Snakemake pipeline for preprocessing of the DRAGEN bam and remapping them to GRCh37 genome for the follow up mosaic variant calling algorithms
The pipeline is originally wirtten by Danny Antaki, and re-implemented by Xin Xu, with help form Martin Breuss and Xiaoxu Yang
java for Linux.
Picard Tools from BROAD institute.
BWA for mapping.
SAMtools for post-alignment processing.
GATK 3.8 for this pipeline.
Sambamba to help with the fast processing.
Unique IDs for any input Dragen bam file.
The ID of the sample, might be shared between several bams.
The path to the input Dragen bam.
Path to the input file list.
Path to the output directory.
Path to the scratch files. Note that the number of temporary files will be euqal to two- or three-times the number of total listed variants.
Path to the temporary files.

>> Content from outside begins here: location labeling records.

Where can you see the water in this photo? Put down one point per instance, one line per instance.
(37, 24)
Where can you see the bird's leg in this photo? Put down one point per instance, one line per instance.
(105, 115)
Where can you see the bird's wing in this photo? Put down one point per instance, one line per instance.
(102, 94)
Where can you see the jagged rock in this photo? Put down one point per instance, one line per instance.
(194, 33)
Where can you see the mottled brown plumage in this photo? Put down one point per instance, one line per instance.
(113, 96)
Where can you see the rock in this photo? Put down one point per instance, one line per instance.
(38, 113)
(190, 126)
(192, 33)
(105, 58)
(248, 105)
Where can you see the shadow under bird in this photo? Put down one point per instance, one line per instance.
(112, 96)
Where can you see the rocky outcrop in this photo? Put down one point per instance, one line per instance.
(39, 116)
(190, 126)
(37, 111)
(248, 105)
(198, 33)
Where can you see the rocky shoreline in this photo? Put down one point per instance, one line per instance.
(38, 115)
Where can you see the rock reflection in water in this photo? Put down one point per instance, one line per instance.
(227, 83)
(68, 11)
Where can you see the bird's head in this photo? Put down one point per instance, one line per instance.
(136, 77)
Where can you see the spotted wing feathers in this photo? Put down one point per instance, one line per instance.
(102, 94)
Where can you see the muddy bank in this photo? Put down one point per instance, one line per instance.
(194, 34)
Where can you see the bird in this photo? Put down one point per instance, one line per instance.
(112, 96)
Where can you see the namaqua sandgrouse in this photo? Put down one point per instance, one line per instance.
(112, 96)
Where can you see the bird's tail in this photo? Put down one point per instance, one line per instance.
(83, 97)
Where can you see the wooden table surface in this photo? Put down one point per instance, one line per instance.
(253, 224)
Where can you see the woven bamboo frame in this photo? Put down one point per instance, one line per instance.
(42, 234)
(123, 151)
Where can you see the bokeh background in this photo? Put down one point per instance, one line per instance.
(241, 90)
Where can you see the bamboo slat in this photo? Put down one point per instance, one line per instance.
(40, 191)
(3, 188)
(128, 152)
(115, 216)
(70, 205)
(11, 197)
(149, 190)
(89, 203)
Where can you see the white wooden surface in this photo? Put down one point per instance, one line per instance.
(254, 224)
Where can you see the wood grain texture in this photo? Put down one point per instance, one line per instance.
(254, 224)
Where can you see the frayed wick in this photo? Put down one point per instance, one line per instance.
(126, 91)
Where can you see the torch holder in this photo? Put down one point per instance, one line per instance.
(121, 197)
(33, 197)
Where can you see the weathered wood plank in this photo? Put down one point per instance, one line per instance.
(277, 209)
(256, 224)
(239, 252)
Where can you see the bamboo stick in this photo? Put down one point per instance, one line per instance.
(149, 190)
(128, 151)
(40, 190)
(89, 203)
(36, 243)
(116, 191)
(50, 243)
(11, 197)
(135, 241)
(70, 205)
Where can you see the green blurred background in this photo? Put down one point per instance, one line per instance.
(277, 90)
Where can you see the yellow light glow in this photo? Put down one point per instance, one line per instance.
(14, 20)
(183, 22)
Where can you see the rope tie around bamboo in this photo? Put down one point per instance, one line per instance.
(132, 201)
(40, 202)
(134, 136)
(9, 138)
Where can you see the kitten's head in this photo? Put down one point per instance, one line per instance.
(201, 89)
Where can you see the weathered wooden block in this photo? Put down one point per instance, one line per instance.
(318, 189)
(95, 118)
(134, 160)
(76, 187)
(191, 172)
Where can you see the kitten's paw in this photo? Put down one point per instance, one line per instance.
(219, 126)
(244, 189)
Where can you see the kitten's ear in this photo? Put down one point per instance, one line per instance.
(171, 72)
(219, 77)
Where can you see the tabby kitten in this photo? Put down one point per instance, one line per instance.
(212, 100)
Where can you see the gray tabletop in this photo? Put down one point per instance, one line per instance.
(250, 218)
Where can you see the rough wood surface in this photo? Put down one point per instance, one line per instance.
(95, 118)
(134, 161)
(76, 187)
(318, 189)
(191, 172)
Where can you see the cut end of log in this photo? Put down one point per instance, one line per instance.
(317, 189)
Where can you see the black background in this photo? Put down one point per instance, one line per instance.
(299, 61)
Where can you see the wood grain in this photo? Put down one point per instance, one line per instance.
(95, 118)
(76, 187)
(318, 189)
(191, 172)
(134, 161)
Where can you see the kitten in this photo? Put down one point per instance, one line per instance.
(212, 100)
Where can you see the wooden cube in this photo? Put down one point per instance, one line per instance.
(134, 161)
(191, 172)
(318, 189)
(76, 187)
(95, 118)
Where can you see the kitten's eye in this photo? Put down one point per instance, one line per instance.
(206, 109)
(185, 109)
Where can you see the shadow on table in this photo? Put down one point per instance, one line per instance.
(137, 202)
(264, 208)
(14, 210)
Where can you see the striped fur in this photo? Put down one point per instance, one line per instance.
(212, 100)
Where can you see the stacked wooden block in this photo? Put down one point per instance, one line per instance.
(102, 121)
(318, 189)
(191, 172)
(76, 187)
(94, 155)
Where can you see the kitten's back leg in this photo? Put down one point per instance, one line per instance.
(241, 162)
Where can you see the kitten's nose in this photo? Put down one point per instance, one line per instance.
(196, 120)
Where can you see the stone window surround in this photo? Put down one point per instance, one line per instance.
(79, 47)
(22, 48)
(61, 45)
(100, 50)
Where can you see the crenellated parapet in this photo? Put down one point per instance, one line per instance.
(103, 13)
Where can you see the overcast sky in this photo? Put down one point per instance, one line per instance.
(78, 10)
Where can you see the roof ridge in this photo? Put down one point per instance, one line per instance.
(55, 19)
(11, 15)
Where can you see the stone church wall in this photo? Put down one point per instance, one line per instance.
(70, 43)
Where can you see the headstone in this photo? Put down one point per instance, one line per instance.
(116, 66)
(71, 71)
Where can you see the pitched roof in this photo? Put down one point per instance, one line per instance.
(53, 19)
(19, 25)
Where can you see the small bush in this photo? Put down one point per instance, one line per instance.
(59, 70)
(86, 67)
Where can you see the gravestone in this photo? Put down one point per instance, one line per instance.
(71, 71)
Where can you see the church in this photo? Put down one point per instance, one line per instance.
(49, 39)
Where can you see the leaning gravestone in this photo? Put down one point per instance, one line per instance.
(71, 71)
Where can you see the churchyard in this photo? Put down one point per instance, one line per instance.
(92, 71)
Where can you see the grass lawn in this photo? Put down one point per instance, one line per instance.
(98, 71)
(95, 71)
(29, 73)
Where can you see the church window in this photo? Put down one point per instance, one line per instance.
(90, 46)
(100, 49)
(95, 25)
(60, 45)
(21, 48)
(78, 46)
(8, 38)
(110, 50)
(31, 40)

The temporary files will be deleted after the process is successfully finished.
Path to your java jre.
Path to your picard.jar.
Path to your BWA.
Path to your SAMtools.
Path to your GenomeAnalysisTK.jar
Path to your executable sambamba
Your reference genome.
vmills indel vcf file (corresponding to your reference genome file).
List for common indels from the 1000 Genome Project in vcf format (corresponding to your reference genome file).
Snp list of your dbsnp file in vcf format (corresponding to your reference genome file).
The final output bam is in the recaled_bams folder.